In 1’300 sono accorsi martedì 16 settembre 2008 all’Accademia di architettura di Mendrisio (Università della Svizzera italiana) per la conferenza che ha dato il via al ciclo di eventi pubblici; l’architetto giapponese Ryue Nishizawa, socio dell’altrettanto celebre Kazuyo Sejima, ha, infatti, mobilitato il pubblico delle grandi occasioni.

Giovedì 9 ottobre 2008 gli incontri con i protagonisti della cultura progettuale proseguono: ospite dell’Accademia sarà questa volta l’architetto Anne Lacaton dello studio francese Lacaton & Vassal.

Fra gli architetti più dotati ed immaginativi della loro generazione, Lacaton & Vassal si sono ben presto imposti all’attenzione della critica internazionale per la loro personale ricerca, aggiudicandosi numerosi riconoscimenti nel corso della loro carriera, dal Grand prix national de l’architecture Jeune Talent nel 1999 al Premio Mies van der Rohe, di cui sono stati più volte finalisti, sino al Grand prix national d’architecture, vinto recentemente, il più ambito riconoscimento francese in campo architettonico assegnato dal Ministero della cultura.

Diplomatisi entrambi presso l’Ecole d’architecture di Bordeaux nel 1980, Anne Lacaton e Jean Philippe Vassal fondano nel 1988 uno studio con sede a Parigi, nel X arrondissement.

L’idea di fondo del lavoro di Lacaton & Vassal è quella di offrire più luce, più volume, più comfort, più qualità di vita ottimizzando tutte le risorse a disposizione: budget, tecniche, materiali, ambiente.

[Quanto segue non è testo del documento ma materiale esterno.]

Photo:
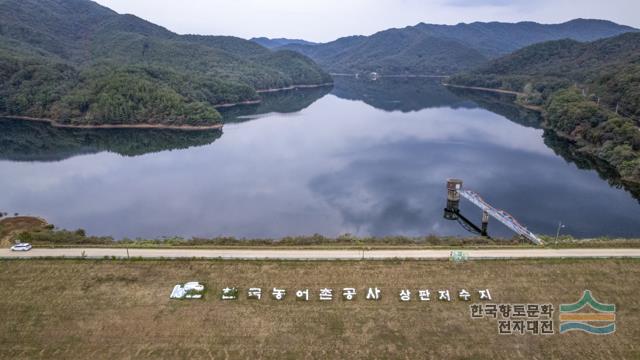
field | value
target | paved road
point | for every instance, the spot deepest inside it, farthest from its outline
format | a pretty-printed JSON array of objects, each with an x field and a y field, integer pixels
[{"x": 259, "y": 254}]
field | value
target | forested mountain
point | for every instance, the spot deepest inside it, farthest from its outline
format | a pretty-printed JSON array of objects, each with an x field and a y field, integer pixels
[
  {"x": 274, "y": 43},
  {"x": 445, "y": 49},
  {"x": 77, "y": 62},
  {"x": 590, "y": 92}
]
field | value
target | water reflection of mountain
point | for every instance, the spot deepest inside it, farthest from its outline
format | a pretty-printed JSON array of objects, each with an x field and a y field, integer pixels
[
  {"x": 501, "y": 104},
  {"x": 36, "y": 141},
  {"x": 568, "y": 151},
  {"x": 284, "y": 102},
  {"x": 399, "y": 94}
]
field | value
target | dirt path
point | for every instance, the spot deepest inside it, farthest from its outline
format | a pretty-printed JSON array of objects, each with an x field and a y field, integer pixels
[{"x": 260, "y": 254}]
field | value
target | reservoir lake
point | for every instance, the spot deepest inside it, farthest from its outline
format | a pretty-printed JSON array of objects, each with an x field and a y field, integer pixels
[{"x": 368, "y": 158}]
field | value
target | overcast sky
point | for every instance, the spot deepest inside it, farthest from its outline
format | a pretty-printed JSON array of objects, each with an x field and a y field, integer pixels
[{"x": 326, "y": 20}]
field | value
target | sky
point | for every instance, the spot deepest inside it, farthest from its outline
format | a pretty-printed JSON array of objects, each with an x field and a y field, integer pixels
[{"x": 327, "y": 20}]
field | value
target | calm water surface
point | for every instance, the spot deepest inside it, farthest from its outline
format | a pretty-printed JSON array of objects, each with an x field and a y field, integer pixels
[{"x": 366, "y": 158}]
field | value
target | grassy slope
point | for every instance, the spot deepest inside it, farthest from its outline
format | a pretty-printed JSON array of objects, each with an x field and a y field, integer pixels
[{"x": 113, "y": 309}]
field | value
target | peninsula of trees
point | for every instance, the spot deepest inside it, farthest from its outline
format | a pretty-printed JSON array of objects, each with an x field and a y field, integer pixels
[{"x": 589, "y": 93}]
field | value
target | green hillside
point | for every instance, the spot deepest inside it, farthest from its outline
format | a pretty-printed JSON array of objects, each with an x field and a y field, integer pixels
[
  {"x": 77, "y": 62},
  {"x": 590, "y": 93},
  {"x": 445, "y": 49}
]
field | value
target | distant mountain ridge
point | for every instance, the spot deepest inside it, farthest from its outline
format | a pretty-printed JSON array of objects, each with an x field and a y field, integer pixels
[
  {"x": 80, "y": 63},
  {"x": 589, "y": 93},
  {"x": 427, "y": 49}
]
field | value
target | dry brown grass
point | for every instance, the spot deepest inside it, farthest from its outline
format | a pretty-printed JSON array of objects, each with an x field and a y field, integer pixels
[
  {"x": 76, "y": 309},
  {"x": 10, "y": 227}
]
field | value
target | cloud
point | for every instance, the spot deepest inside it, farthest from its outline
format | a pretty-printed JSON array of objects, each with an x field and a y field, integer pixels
[{"x": 329, "y": 19}]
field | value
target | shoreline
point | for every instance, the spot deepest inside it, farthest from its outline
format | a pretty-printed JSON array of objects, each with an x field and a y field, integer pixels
[
  {"x": 219, "y": 126},
  {"x": 56, "y": 124},
  {"x": 293, "y": 87},
  {"x": 497, "y": 91}
]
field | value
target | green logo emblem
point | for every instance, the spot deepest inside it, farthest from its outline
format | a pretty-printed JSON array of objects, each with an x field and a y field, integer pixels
[{"x": 573, "y": 320}]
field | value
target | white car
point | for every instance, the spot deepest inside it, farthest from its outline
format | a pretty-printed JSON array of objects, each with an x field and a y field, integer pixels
[
  {"x": 21, "y": 247},
  {"x": 193, "y": 286}
]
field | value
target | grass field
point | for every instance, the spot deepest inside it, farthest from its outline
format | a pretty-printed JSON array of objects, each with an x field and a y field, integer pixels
[{"x": 78, "y": 309}]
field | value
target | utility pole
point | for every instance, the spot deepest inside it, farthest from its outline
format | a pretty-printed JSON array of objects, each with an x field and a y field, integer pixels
[{"x": 560, "y": 226}]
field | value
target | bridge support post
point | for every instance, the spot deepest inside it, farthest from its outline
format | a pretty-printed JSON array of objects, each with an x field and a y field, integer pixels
[{"x": 485, "y": 222}]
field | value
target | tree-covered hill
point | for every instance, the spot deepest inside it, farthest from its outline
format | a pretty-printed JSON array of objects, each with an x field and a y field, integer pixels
[
  {"x": 590, "y": 93},
  {"x": 274, "y": 43},
  {"x": 77, "y": 62},
  {"x": 445, "y": 49}
]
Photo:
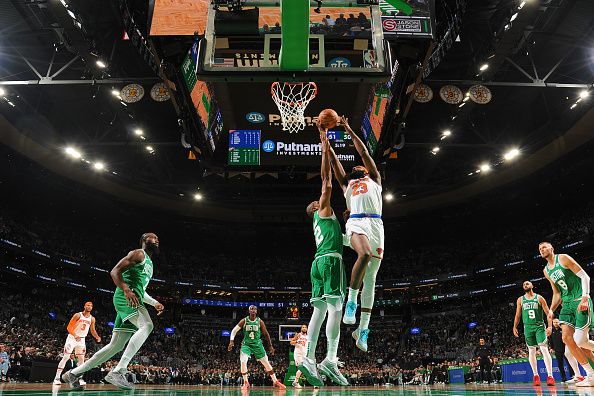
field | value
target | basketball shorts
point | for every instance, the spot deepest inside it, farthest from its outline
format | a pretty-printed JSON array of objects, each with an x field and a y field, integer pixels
[
  {"x": 535, "y": 335},
  {"x": 257, "y": 349},
  {"x": 569, "y": 315},
  {"x": 328, "y": 278},
  {"x": 373, "y": 229},
  {"x": 124, "y": 312},
  {"x": 71, "y": 344}
]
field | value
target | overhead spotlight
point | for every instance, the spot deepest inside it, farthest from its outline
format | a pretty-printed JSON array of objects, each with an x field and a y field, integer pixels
[
  {"x": 511, "y": 154},
  {"x": 72, "y": 152}
]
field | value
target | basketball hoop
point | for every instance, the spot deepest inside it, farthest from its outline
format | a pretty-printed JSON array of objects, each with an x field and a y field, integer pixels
[{"x": 291, "y": 100}]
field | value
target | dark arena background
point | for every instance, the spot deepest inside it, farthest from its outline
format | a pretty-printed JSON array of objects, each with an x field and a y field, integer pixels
[{"x": 157, "y": 131}]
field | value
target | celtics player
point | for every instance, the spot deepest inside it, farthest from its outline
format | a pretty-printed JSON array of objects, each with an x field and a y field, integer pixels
[
  {"x": 571, "y": 288},
  {"x": 328, "y": 280},
  {"x": 133, "y": 323},
  {"x": 532, "y": 308},
  {"x": 253, "y": 327},
  {"x": 362, "y": 190}
]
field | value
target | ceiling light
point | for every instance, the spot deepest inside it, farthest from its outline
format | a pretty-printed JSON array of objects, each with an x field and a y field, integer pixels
[
  {"x": 485, "y": 167},
  {"x": 71, "y": 151},
  {"x": 511, "y": 154}
]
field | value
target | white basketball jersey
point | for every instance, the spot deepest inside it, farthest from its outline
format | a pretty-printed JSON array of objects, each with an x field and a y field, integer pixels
[
  {"x": 82, "y": 326},
  {"x": 300, "y": 343},
  {"x": 364, "y": 196}
]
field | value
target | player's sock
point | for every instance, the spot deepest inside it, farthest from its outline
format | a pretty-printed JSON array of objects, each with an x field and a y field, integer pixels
[
  {"x": 546, "y": 356},
  {"x": 333, "y": 327},
  {"x": 117, "y": 343},
  {"x": 145, "y": 327},
  {"x": 315, "y": 323},
  {"x": 353, "y": 294}
]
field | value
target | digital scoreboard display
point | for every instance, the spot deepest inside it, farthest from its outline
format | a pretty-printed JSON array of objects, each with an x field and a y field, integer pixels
[{"x": 258, "y": 147}]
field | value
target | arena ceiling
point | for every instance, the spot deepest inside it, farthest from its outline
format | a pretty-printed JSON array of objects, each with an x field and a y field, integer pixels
[{"x": 539, "y": 65}]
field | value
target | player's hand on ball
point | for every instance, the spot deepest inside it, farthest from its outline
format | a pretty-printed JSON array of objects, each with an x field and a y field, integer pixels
[{"x": 131, "y": 298}]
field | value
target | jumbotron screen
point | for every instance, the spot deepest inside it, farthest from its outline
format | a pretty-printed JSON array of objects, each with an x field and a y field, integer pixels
[{"x": 259, "y": 147}]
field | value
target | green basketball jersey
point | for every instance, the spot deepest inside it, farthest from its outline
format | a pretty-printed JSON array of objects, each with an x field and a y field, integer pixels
[
  {"x": 328, "y": 235},
  {"x": 251, "y": 331},
  {"x": 138, "y": 277},
  {"x": 568, "y": 283},
  {"x": 532, "y": 312}
]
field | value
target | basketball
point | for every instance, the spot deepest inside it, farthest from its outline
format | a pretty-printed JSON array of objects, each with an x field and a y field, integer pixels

In altre parole: offrire più spazio per lo stesso prezzo, esplorando i limiti (per esempio i budget spesso ridotti) per trasformarli in energia creatrice del progetto e riservando grande attenzione al paesaggio circostante. Ciò non esclude l’idea del lusso, ma la ridefinisce in termini di polifunzionalità, generosità e piacevolezza degli spazi. Significativo, in tal senso, il titolo di una loro mostra a Hyères nel 2006: Habiter, du plaisir au luxe, poiché lo spazio, per il duo francese, è un lusso accessibile a tutti.

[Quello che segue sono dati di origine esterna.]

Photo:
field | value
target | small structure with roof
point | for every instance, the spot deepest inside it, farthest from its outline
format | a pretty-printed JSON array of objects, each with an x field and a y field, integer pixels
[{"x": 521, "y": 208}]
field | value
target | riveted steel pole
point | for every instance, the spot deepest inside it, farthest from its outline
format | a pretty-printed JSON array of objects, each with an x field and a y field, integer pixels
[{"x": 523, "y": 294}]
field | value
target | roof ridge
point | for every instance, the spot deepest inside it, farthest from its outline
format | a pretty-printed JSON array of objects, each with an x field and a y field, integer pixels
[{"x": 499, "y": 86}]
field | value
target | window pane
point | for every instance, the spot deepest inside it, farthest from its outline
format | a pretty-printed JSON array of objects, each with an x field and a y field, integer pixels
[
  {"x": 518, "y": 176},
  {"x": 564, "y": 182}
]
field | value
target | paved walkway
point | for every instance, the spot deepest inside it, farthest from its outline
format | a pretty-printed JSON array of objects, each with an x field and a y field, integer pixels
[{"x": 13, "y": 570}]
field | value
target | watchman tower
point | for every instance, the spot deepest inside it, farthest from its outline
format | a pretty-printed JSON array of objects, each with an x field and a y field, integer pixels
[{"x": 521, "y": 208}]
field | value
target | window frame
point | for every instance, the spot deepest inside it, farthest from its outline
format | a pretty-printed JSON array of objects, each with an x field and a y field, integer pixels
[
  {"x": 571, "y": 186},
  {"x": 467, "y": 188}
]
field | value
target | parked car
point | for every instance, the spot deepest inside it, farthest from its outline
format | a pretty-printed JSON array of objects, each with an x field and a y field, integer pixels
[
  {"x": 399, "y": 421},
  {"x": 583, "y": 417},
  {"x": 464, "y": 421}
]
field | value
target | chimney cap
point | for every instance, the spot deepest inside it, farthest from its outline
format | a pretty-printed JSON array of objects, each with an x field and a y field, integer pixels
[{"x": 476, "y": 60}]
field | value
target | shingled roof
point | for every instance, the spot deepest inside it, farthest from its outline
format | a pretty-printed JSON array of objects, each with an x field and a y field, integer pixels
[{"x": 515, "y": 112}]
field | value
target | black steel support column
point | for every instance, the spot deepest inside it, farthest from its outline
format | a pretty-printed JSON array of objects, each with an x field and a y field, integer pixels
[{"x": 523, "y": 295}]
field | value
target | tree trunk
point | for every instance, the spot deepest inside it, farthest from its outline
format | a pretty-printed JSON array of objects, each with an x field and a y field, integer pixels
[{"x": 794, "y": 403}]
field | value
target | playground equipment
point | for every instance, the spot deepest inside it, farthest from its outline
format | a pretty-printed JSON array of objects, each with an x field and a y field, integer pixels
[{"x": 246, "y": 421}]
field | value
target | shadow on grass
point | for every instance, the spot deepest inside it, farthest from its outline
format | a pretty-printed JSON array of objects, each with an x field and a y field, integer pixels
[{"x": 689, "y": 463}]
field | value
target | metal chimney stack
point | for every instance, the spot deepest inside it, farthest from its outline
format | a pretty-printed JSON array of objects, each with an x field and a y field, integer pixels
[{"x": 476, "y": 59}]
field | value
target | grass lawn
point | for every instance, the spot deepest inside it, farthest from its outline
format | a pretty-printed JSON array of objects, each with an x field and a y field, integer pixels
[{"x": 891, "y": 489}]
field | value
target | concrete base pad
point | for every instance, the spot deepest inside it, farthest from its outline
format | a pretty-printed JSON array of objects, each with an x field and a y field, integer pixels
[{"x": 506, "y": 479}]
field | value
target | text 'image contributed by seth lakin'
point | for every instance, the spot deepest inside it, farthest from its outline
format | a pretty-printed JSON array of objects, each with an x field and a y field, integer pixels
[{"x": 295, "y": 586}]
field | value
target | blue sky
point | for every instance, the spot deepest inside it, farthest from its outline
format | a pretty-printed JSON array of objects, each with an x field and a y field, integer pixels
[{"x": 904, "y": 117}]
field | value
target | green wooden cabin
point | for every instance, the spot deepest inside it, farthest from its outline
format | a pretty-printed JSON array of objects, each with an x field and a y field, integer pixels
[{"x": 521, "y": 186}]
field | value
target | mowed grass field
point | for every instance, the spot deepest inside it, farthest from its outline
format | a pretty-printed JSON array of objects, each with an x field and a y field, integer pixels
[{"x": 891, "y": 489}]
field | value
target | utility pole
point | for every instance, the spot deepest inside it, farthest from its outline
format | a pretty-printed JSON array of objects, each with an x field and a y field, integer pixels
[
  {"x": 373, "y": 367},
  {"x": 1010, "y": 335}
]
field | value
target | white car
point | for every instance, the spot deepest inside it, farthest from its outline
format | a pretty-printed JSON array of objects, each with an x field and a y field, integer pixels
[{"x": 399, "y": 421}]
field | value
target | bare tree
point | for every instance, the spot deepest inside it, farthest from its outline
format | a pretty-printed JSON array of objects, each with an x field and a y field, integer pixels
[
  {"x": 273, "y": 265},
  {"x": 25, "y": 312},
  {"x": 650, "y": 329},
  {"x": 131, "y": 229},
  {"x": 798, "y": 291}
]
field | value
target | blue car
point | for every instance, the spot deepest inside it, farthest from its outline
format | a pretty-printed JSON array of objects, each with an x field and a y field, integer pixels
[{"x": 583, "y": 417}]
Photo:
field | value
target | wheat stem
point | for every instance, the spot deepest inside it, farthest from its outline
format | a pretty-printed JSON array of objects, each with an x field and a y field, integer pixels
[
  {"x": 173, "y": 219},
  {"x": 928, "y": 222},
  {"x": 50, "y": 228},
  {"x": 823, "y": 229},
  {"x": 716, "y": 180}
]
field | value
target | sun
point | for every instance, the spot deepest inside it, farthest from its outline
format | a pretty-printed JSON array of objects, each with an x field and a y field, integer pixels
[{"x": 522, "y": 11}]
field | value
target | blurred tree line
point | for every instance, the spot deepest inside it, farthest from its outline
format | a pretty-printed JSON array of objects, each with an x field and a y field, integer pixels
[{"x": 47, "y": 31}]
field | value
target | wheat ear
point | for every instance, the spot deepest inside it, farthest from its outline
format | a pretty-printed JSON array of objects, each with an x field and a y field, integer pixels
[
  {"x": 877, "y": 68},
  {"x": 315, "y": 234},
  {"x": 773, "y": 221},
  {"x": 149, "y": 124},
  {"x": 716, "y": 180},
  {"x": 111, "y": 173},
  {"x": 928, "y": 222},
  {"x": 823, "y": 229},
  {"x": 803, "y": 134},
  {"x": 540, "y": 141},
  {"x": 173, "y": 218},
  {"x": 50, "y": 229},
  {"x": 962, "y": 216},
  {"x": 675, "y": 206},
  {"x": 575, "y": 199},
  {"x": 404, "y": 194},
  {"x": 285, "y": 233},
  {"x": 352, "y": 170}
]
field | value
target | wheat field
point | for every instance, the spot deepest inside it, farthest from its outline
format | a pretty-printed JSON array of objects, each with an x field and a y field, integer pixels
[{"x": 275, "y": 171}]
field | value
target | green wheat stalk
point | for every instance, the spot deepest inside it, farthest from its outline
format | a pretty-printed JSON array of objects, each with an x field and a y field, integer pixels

Fra i loro primi lavori si segnalano la Maison Latapie a Floirac (Gironde) del 1993 e l’Università per le arti e le scienze umane di Grenoble, che appaiono come veri e propri laboratori delle loro convinzioni.

Lacaton & Vassal sono inoltre gli autori della conversione del Palais de Tokyo di Parigi in un Centro di creazione contemporanea. Gli architetti si sono lasciati ispirare dalla piazza Djemaa El Fnaa di Marrakech, che ai loro occhi rappresenta un luogo privilegiato di passaggi ed incontri. Decidono pertanto di conservare gli ampi spazi del Palais de Tokyo, sfruttando al massimo le qualità fisiche ed estetiche dell’edificio e moltiplicando gli accessi, per vedere la luce ed il sole, la città circostante, ma anche per sentire il ticchettio della pioggia. L’intervento, di grande fascino, accentua il carattere grezzo, nonché la pura volumetria e luminosità dell’edificio come fosse un deposito industriale.

Fra i progetti più importanti di Lacaton & Vassal ricordiamo anche la Casa a Coutras (come la Maison Latapie, estremamente economica), la Casa a Lège Cap Ferret (letteralmente immersa in una foresta di pini), il Caffè del Centro architettura di Vienna, il Polo universitario delle sciences de gestion a Bordeaux, un complesso di 14 case à loyer modéré a Mulhouse e la trasformazione di alloggi sociali costruiti negli anni ’60 del secolo scorso a Parigi.

La conferenza di Anne Lacaton dal titolo Un abitare duraturo: più spazio, più comfort, più piacere è prevista per giovedì 9 ottobre 2008 alle ore 20.00 presso l’Aula Magna dell’Accademia di architettura (Palazzo Canavée, Via Canavée 5, Mendrisio, Svizzera). Lacaton terrà la sua conferenza in francese.